When shopping for your baby, here are a few eco-friendly items that you may want to add to your shopping list.

How to shop for eco-friendly baby products

Buying baby bottles

  • Clear plastic baby bottles are usually made of polycarbonate, a plastic that has been shown to leach out minute amounts of the hormone disruptor Bisphenol A, especially when heated.
  • Polycarbonate is one of several plastics grouped and identified by a number 7 inside the recycling triangle symbol.
  • As an alternative, look for glass bottles or safer kinds of plastics, such as polyethylene (recycling symbol 1, 2, 4) or polypropylene (symbol 5).
  • Contact the manufacturer if you are unsure.

Buying babycare products

  • Baby oil often contains mineral oil, a petroleum derivative.
  • Gentler, more earth-wise choices include cold-pressed vegetable and nut oils such as grapeseed, jojoba, almond and apricot kernel.
  • To protect your baby's skin from the detergents, preservatives and fragrances found in many commercial soaps, shampoos and creams, choose plant-based alternatives.

Buying diapers

  • Even allowing for their manufacture and the necessarily high level of washing required, cloth diapers are generally a more earth-wise choice than disposable ones. If you can't abide the idea of fiddling with safety pins and diaper covers, seek out the diaper systems that consist of a fitted non-plastic, waterproof cover with elasticized legs and waist and Velcro tabs, into which you insert the cloth diaper.

    Diaper disclaimers 

  • Disposable diapers might seem convenient, but they have many drawbacks, so they should be used sparingly, if possible.
  • They are more expensive, both financially and environmentally, than cloth diapers.
  • Most are bleached, a process that yields, as a by-product, dioxins, which are highly toxic and have been linked to cancer.
  • Most contain fragrances and polyacrylate crystals or gel (used to increase absorbency), which are possible irritants to infants.
  • Finally, their disposal presents major environmental problems because they are often made of non-biodegradable plastics, and also because of the sheer number of diapers thrown away.

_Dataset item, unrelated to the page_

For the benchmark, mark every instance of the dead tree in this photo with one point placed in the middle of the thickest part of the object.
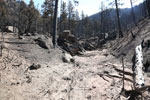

    Earth- and baby-friendly types

  • If you feel you can't do without disposable diapers, try to find non-bleached, non-gel, natural cotton or wood-pulp ones.
  • You might also consider a diaper system of disposable pads held inside washable pants – these are non-bleached, non-perfumed, non-plastic and fully compostable, although they do contain super-absorbent gel.
  • Look also for the newly emerging disposable diaper recycling services – the paper and plastic in disposables can be separated and reused.